The assessment of rockfall failure hazard in both spatial and temporal components is a critical task for risk assessment since it must rely on a complete and detailed inventory. Recently, rockfall hazard evaluation has often been carried out leveraging Terrestrial Laser Scanning (TLS) and drone-based photogrammetry for accurate rockfall detection. However, these techniques are time-consuming and costly, thus affecting the possibility of obtaining high temporal-resolution data. In this framework, Photomonitoring is emerging as a new technology that uses digital images captured by optical sensors to automatically measure changes and displacements, reducing human effort and economic expenses while increasing the data acquisition frequency. In this study, we installed a remote 4G camera at the Poggio Baldi natural laboratory, monitoring the rock slope by regularly capturing photographs for 396 consecutive days. The automatic image processing pipeline, integrated with a 3D model of the slope, resulted in a multi-temporal rockfall inventory enriched by several attributes, such as the date and location of occurrence, magnitude estimation, and involved lithology.

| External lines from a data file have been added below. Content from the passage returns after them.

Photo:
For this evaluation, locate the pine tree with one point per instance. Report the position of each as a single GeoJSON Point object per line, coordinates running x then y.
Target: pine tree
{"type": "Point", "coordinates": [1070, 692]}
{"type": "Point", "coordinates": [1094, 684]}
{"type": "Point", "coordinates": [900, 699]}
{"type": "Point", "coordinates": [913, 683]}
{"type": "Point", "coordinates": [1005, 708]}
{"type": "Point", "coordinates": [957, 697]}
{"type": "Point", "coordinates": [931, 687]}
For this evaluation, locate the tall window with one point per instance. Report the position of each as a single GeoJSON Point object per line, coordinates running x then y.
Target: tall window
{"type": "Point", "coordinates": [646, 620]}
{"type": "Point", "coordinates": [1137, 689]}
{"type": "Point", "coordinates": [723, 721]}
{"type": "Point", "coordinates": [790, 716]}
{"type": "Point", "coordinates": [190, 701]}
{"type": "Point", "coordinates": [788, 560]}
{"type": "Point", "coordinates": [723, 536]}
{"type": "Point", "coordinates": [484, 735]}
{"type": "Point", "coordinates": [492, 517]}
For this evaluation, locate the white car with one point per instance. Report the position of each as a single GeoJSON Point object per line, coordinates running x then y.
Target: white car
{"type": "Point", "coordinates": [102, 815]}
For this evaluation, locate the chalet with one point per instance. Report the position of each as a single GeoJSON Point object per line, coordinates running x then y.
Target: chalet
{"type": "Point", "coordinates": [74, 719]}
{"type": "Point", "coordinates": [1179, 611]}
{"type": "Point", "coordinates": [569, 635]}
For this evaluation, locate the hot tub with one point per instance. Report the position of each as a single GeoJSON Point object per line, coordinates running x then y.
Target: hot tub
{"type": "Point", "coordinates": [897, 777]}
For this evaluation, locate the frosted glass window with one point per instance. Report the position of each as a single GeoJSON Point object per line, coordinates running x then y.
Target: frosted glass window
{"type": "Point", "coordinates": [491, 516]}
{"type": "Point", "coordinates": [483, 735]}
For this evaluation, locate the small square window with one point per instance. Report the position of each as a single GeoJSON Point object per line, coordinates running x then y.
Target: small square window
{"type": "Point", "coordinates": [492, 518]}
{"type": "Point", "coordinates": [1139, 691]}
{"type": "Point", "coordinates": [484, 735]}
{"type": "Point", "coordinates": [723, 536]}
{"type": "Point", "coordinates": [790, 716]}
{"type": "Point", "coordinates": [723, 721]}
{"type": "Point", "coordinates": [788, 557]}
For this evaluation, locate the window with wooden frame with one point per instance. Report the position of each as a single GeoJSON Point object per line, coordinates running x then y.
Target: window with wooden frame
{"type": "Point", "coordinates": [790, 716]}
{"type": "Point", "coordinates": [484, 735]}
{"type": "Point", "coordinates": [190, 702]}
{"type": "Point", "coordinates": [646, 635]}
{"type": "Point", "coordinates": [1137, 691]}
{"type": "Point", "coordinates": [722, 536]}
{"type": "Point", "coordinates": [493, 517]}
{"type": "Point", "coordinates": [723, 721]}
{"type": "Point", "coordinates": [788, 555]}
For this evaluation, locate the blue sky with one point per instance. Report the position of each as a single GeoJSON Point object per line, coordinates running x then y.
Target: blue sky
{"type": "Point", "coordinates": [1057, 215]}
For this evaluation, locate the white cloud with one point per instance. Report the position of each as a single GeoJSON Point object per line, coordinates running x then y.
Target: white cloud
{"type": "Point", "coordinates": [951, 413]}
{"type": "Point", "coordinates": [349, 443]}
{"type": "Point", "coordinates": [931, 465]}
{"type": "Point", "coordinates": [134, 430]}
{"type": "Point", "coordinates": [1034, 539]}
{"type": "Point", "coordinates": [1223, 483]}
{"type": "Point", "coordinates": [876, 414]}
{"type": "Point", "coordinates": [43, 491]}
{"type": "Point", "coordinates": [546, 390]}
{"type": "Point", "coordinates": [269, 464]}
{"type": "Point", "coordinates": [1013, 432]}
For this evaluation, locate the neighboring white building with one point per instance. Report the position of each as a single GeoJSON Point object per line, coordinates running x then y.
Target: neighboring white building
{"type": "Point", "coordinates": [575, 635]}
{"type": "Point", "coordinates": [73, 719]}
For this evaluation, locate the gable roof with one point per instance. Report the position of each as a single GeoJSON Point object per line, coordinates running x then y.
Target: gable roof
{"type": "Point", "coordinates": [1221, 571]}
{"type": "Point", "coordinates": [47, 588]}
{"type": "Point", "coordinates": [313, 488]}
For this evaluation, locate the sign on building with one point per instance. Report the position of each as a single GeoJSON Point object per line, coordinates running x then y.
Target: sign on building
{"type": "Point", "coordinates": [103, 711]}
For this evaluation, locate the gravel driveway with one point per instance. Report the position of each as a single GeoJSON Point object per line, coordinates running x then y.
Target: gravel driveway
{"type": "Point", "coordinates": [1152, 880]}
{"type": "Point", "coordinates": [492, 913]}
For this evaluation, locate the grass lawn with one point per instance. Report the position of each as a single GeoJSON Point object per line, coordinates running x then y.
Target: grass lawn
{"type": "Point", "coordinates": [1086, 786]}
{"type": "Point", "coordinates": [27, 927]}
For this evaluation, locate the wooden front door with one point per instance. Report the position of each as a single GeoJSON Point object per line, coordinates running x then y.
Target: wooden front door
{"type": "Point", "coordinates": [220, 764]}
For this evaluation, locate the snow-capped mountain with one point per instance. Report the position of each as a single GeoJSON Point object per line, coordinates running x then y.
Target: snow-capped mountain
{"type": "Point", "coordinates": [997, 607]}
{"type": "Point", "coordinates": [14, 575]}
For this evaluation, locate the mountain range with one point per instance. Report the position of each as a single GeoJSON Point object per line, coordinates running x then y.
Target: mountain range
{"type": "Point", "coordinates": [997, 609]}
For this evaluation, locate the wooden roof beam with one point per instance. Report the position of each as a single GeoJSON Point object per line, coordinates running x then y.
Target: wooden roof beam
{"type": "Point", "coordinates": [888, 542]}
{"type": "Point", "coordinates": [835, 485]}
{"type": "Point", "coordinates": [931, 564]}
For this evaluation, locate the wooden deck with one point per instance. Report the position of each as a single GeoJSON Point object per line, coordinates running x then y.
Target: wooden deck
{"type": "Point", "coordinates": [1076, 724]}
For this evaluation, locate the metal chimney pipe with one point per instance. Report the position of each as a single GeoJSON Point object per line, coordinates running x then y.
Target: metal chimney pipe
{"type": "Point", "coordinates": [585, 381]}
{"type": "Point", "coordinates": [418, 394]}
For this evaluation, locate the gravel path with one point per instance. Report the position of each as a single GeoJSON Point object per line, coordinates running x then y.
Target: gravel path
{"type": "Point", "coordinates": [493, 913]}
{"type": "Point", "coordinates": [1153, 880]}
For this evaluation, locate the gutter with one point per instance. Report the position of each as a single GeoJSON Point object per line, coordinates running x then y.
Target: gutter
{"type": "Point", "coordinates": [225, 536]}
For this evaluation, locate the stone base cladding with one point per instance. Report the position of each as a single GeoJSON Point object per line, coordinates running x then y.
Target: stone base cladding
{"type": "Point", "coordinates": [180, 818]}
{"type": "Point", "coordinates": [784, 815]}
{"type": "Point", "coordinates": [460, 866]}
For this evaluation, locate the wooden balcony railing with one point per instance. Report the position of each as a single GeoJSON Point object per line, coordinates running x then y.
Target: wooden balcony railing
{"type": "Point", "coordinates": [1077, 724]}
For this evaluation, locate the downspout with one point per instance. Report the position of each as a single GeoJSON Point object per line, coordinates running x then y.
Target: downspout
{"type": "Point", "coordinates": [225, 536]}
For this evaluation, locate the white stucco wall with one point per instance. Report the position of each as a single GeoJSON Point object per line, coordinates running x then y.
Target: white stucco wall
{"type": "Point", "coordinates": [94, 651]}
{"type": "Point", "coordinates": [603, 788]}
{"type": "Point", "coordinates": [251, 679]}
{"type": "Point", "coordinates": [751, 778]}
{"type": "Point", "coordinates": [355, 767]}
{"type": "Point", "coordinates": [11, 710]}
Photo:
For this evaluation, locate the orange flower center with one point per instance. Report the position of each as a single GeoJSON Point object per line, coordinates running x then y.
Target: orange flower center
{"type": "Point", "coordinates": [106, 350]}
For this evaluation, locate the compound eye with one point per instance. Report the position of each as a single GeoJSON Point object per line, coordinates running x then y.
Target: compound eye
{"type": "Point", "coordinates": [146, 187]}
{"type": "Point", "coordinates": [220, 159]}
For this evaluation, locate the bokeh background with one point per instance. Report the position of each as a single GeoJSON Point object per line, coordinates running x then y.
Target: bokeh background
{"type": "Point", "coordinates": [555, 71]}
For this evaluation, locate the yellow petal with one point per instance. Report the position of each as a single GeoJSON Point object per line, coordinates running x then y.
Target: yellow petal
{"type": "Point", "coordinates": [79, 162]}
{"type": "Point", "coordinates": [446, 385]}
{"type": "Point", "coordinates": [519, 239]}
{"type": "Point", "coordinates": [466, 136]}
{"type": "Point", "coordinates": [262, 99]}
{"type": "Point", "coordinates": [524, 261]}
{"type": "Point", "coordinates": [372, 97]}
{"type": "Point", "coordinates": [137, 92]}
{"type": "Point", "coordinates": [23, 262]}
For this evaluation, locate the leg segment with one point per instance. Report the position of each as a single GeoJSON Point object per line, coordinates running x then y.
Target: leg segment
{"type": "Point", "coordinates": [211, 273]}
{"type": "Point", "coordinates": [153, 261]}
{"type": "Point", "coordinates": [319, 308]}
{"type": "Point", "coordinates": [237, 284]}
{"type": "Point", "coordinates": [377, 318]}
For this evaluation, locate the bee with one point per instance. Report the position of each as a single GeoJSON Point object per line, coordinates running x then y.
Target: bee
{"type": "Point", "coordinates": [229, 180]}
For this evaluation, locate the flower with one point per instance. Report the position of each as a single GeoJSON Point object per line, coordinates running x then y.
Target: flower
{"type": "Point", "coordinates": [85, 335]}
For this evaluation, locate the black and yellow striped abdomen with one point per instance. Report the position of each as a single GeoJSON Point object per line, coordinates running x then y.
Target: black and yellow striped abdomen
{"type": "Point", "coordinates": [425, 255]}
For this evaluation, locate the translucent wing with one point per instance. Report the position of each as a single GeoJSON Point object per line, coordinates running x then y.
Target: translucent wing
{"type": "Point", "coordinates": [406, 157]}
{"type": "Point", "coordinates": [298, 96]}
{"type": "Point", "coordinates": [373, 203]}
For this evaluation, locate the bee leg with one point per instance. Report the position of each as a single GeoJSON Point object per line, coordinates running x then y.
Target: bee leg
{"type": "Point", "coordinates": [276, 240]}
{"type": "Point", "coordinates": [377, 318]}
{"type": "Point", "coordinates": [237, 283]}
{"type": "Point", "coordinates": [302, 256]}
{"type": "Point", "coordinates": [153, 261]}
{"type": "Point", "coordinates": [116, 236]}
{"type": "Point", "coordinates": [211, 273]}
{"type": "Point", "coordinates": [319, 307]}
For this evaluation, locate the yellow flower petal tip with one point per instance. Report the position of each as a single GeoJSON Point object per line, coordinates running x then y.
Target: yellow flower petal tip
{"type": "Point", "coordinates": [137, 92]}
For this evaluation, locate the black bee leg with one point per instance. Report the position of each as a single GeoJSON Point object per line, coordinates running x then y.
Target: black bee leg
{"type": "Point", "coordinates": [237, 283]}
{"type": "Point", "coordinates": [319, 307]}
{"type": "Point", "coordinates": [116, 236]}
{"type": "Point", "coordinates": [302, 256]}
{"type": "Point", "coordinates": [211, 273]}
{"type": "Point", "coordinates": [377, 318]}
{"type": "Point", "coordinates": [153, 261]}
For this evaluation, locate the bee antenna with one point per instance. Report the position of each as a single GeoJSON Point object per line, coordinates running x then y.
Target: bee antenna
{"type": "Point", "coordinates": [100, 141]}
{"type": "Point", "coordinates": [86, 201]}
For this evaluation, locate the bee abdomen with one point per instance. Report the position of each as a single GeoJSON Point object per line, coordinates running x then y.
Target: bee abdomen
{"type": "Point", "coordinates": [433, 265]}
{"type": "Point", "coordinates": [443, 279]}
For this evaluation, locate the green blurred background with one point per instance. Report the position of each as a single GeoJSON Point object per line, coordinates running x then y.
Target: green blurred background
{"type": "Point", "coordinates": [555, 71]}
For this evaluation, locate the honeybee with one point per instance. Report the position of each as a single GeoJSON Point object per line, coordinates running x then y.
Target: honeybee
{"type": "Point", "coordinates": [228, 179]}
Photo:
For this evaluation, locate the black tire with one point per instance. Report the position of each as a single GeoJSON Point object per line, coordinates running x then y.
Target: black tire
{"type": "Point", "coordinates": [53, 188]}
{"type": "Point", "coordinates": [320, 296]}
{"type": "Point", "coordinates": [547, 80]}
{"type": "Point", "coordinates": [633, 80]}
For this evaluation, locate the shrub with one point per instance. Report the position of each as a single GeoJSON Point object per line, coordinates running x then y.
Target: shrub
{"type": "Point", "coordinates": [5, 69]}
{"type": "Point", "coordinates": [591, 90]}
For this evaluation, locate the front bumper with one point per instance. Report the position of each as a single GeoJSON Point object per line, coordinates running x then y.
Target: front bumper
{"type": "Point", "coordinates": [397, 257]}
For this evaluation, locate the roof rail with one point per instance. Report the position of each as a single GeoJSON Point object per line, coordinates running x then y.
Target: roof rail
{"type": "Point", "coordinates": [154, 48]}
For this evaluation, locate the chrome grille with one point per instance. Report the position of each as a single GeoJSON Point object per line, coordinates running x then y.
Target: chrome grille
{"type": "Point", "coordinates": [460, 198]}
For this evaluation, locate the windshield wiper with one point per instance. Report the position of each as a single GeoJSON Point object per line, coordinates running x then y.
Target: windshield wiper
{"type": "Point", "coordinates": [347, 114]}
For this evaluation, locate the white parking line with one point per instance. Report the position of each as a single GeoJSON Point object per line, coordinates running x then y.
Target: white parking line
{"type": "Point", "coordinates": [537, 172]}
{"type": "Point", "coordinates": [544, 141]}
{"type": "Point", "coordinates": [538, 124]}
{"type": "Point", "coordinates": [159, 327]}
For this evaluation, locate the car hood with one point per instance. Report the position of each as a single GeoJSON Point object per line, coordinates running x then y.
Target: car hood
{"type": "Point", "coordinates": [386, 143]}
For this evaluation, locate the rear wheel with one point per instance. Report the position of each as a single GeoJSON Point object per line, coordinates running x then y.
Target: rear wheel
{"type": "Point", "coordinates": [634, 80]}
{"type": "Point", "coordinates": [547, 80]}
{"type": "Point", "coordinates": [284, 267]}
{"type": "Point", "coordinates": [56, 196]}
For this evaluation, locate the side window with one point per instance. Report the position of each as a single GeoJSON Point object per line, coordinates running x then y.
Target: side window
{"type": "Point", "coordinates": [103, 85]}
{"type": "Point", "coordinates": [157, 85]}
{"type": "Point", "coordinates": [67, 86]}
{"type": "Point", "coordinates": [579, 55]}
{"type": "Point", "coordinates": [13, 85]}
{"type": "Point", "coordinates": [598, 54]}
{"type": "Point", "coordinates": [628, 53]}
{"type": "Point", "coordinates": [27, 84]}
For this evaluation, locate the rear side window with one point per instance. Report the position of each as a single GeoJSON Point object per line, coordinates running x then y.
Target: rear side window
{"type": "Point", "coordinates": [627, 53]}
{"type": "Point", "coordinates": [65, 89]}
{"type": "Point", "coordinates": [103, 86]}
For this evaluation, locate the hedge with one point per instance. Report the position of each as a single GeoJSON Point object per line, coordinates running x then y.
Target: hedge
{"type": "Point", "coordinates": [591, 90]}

By exploiting these features, the spatiotemporal distribution of rockfalls was investigated using descriptive statistics, geospatial analysis, failure probability, and cumulative frequency-magnitude relationship. Accordingly, the analysis of the slope activity rate combined with cumulative frequency-magnitude relationships outlined the local influence of lithology and pelitic-arenaceous ratio in rockfall failure hazard.